Nigeria: the battle of the fuel subsidy

President Goodluck Jonathan has picked a battle that every Nigerian president, military and civilian in the past 20 years has fought and lost in one way or another.
With the cost of maintaining government now running at three quarters of the national budget, there is little room for investment in the infrastructure and services the country needs to continue growing. One obvious saving could be made if the state stopped subsidizing fuel – as cabinet ministers have hinted they will do in 2012.
In the FT’s annual special report on Nigeria published Wednesday Lamido Sanusi, the central bank governor, says the overall cost of the subsidy is equivalent to just over $16bn, or $200,000 more than the state has earned from oil revenues this year.
Of this, $7-8bn is the amount shelled out on the subsidy itself. Another $8bn is delivered to oil marketers in letters of credit. Even then, this spending doesn’t guarantee cheap fuel. The subsidy distorts the market, discourages maintenance of the refineries and promotes smuggling.

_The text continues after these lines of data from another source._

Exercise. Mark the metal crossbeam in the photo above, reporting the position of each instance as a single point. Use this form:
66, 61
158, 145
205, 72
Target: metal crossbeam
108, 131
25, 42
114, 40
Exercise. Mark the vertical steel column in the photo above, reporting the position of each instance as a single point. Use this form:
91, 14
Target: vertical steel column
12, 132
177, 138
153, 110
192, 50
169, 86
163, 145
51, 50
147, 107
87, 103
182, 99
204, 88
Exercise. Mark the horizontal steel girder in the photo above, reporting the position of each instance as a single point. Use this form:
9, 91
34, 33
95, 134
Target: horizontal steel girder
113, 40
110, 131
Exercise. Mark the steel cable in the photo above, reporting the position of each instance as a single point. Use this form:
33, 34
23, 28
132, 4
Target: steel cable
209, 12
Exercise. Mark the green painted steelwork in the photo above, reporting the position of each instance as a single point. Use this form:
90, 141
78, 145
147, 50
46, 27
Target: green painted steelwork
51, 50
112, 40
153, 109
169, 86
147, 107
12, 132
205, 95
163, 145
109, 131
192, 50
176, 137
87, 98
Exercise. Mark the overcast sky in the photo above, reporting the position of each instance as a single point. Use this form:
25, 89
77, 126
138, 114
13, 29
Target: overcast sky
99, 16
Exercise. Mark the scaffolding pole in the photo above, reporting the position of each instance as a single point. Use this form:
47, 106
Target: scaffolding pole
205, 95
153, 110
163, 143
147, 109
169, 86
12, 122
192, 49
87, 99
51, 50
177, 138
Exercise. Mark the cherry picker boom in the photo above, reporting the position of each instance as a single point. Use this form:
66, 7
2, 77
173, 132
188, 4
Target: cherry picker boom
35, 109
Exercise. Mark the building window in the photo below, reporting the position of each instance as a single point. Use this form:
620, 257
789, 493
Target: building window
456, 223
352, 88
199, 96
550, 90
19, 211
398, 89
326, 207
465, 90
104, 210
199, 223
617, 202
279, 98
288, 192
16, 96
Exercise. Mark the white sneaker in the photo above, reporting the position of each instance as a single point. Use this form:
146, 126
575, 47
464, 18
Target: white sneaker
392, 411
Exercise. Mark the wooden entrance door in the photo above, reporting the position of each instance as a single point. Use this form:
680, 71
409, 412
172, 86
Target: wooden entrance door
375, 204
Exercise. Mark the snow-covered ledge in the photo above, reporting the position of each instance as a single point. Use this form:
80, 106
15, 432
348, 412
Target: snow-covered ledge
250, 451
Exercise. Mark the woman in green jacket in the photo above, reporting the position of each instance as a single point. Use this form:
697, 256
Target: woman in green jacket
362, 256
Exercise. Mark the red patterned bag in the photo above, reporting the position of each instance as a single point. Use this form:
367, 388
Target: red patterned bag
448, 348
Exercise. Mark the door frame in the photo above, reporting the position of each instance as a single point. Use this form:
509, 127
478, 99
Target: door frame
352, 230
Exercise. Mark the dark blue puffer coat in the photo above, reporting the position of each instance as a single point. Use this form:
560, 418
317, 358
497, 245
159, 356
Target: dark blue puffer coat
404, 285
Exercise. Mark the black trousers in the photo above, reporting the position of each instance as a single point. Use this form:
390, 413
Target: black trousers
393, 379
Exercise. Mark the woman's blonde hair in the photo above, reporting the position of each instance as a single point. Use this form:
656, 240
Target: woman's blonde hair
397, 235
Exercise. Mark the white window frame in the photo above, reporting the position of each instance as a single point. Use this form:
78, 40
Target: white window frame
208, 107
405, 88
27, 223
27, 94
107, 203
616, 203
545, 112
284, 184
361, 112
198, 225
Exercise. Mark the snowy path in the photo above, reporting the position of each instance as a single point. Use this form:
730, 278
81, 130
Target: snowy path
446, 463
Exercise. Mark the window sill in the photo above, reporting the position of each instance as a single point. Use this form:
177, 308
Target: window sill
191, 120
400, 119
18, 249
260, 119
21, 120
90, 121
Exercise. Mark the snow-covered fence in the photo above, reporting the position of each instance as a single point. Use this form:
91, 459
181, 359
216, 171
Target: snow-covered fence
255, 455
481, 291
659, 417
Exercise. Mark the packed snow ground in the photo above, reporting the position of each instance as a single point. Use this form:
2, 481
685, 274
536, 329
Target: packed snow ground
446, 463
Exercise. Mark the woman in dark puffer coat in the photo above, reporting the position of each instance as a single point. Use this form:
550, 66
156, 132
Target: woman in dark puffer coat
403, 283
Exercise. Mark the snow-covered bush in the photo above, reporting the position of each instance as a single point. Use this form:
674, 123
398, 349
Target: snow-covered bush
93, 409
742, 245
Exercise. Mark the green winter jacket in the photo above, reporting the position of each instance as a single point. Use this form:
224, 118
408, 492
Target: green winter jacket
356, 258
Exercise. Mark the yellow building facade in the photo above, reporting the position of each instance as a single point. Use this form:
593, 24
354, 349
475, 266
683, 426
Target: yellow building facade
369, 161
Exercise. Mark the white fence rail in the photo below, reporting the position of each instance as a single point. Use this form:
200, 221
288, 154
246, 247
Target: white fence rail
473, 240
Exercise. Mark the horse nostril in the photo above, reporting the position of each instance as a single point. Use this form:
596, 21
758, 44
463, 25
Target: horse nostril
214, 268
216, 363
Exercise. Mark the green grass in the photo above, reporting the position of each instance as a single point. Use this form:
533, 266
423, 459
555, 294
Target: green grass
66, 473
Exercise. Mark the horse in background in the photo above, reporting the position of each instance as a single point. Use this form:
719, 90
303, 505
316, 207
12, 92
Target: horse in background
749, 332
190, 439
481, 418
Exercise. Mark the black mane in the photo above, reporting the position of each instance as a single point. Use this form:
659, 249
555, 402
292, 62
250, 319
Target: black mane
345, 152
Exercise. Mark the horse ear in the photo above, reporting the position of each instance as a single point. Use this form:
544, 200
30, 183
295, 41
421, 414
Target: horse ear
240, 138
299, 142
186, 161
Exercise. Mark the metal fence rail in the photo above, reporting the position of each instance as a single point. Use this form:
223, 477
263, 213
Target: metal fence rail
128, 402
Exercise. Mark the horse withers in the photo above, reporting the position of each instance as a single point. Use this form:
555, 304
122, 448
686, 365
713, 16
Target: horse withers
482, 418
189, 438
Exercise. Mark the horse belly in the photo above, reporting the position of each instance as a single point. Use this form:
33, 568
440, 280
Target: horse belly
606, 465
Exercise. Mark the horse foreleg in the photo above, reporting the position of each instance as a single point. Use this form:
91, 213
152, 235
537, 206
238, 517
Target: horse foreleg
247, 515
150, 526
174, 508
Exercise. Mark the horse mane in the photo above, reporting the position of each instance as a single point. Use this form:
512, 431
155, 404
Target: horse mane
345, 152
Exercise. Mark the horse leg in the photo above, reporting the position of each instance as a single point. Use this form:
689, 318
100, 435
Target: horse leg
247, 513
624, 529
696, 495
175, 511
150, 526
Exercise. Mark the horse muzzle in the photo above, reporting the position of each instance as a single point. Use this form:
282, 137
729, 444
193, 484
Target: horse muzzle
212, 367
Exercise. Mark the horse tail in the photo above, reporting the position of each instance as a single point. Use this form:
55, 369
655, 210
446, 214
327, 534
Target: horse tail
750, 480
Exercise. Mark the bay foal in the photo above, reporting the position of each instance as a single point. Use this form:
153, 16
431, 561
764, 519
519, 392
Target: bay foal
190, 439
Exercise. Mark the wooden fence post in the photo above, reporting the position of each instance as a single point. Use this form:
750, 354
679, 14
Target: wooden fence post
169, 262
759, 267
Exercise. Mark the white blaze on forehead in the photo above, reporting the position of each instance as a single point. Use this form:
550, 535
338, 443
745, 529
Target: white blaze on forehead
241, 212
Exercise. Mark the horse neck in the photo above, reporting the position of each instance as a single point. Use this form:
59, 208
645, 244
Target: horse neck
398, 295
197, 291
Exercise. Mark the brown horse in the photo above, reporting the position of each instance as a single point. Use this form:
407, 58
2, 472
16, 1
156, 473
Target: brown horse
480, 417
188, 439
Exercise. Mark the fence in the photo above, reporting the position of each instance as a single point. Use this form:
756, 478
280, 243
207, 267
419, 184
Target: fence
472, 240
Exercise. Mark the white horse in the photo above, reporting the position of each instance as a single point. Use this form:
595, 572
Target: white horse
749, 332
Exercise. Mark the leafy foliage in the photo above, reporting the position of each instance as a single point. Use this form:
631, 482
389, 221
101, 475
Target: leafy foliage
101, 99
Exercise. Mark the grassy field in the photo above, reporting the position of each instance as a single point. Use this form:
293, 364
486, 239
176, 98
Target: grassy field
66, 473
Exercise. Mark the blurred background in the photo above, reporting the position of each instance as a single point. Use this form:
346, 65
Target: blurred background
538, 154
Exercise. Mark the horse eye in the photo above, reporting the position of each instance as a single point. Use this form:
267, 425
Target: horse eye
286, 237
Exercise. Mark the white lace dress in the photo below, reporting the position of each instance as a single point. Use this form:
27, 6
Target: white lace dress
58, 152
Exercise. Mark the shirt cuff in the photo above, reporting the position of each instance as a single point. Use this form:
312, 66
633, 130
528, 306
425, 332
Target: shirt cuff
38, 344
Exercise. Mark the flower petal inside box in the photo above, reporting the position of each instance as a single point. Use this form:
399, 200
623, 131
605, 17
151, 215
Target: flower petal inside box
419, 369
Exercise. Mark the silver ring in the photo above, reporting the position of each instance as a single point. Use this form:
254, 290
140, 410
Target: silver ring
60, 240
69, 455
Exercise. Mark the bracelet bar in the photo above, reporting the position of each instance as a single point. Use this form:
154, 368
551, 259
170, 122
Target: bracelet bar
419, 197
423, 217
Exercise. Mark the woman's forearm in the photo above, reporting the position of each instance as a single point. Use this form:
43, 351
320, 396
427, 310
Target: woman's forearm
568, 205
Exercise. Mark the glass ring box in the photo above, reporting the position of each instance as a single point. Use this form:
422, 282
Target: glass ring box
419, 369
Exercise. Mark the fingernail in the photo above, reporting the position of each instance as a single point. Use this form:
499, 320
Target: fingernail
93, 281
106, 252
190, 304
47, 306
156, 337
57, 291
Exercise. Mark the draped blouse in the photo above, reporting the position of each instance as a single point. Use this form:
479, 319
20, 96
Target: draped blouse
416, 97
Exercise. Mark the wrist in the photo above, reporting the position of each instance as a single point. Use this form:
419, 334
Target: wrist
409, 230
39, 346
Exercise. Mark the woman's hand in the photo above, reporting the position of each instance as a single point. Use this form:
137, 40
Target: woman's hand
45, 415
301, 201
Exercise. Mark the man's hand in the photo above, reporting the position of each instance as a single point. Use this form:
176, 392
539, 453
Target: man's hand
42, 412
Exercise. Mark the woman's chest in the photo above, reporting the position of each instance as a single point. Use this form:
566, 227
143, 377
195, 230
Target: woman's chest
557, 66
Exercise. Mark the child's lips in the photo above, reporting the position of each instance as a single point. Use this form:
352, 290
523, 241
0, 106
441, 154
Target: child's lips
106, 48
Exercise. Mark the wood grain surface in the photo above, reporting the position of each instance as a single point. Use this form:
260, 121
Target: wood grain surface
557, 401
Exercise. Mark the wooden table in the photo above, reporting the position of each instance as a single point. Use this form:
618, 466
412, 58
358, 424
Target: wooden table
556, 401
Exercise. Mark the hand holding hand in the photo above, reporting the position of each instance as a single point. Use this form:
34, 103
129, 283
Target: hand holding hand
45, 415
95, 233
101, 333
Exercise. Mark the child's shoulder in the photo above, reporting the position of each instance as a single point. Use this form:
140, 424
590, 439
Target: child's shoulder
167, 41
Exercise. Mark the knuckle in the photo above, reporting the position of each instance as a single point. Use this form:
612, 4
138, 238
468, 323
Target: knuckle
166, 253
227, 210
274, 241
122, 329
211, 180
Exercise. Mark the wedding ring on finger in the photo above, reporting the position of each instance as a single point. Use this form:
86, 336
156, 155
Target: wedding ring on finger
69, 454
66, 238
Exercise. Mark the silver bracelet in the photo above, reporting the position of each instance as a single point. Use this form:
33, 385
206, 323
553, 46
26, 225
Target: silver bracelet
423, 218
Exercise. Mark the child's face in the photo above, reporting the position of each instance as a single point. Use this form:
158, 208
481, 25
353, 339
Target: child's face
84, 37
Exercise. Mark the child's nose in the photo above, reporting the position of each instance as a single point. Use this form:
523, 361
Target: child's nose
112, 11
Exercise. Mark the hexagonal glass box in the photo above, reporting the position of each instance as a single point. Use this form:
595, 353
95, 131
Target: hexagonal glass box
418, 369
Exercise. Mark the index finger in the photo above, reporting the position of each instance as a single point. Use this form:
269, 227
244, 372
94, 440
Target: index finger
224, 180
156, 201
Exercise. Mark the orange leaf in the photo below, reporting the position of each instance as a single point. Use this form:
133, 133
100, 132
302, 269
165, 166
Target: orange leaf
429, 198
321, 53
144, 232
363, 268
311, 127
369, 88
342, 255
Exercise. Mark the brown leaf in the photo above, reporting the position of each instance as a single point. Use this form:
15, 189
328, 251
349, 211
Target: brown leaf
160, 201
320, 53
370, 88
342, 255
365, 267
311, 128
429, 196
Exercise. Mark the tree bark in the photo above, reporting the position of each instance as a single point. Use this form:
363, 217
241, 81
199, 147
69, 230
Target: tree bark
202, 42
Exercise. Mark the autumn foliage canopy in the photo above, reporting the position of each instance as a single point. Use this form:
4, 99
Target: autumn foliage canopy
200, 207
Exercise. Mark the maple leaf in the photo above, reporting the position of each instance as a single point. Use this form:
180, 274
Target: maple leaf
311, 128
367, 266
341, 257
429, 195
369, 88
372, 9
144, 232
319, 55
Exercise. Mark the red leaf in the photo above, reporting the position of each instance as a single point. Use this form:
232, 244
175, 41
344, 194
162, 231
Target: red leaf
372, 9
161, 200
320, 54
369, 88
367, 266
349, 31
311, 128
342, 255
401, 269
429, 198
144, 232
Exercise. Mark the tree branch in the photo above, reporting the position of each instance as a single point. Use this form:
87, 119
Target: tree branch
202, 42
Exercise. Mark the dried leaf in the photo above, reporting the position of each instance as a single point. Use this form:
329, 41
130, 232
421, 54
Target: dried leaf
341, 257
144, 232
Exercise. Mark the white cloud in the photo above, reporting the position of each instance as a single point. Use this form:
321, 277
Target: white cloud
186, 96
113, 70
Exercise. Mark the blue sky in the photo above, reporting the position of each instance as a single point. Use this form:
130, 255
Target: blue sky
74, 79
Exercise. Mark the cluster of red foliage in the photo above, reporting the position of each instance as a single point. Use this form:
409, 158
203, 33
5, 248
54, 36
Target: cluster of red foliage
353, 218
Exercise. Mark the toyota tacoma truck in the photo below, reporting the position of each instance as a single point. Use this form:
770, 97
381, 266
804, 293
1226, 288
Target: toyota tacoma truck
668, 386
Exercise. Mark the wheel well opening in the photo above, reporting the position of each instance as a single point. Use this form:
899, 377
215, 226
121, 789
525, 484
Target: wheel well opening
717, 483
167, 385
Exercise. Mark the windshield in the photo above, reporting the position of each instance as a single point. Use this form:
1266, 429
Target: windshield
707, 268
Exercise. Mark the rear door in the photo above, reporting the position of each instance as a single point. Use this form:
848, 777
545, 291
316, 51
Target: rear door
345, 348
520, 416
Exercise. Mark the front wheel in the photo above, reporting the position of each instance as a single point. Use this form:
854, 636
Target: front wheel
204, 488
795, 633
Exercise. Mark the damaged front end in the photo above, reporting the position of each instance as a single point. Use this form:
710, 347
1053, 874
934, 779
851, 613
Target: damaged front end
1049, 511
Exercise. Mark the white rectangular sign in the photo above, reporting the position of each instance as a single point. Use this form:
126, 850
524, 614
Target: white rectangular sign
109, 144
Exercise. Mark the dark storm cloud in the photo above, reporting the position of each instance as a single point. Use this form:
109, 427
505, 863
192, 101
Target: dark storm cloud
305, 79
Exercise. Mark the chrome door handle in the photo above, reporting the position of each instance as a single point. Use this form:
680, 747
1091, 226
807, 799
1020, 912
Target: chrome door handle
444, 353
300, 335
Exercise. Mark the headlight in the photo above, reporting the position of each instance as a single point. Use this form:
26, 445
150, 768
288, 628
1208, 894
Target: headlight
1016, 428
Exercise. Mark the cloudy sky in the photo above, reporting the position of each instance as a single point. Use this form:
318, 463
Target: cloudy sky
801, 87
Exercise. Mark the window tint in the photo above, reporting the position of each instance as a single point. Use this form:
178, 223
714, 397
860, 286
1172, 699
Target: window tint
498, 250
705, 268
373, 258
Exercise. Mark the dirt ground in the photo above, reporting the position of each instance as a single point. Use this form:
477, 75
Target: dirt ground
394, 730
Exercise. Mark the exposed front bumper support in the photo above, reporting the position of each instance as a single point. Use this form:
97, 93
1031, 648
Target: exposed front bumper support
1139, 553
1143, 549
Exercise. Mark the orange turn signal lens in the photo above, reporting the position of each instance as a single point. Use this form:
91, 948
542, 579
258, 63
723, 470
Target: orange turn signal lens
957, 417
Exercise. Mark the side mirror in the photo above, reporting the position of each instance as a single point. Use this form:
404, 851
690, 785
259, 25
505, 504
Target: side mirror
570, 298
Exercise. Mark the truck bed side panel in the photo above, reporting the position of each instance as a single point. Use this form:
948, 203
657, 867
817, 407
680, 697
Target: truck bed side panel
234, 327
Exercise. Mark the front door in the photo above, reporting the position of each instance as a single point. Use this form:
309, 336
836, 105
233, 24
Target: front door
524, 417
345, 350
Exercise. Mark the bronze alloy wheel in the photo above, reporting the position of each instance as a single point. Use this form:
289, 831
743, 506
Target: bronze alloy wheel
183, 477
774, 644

In many parts of Africa’s leading oil producer fuel is diverted to the black market before it is even delivered cheaply to the pump.
Because Nigeria’s refineries are barely functional, the country is forced to sell its unprocessed stock on the global market and import the refined fuel it needs for domestic consumption. The government guarantees any losses incurred by fuel marketers and middlemen on the imports. Not all of them are entirely scrupulous.
According to one former official at the Nigerian National Petroleum Corporation who spoke to us, at least half the cost of the subsidy is diverted in over-invoicing, demurrage fees (costs incurred by ships being delayed, in reality or otherwise, in reaching port), and “round tripping” – when cargos are registered and taken out to sea, only to be re-registered for twice the subsidy.
“If you remove the subsidy you would at least take away all the demand that is fuelled by smuggling and rent seeking,” Sanusi says. This measure, and legislation to extract higher revenues from the oil industry, would create something like $16bn of additional funds for the state, he says.
The problem is that Nigerians have come to see cheap fuel as an entitlement – one of the few benefits that accrue to the public from Nigeria’s position as Africa’s leading oil producer. They want to see improvements in other areas before the subsidy is lifted.
A higher fuel price would also inevitably fuel inflation, raising the cost of living across the board and inflicting hardship on the wider population at a time when high-level corruption scandals make a mockery of the government’s calls for belt-tightening measures.
“Once you take away the subsidy you automatically double or triple the generator costs of small businesses which depend on smaller generators that use petroleum, not diesel. These are the generators that drive the informal economy,” explains Toyin Akinosho, an oil analyst.
Even General Sani Abacha, the most ruthless of Nigeria’s former military dictators, withdrew his own attempt at lowering the subsidy as a result of public outcry. A recent opinion poll found that 87 per cent of Nigerians still oppose the move. The real difficulty for Jonathan lies in what carrots he can offer to placate consumers as he wields the stick of subsidy removal. This provides the first but by no means last test of whether Jonathan has the stomach for reform, and the ability to carry the public with him.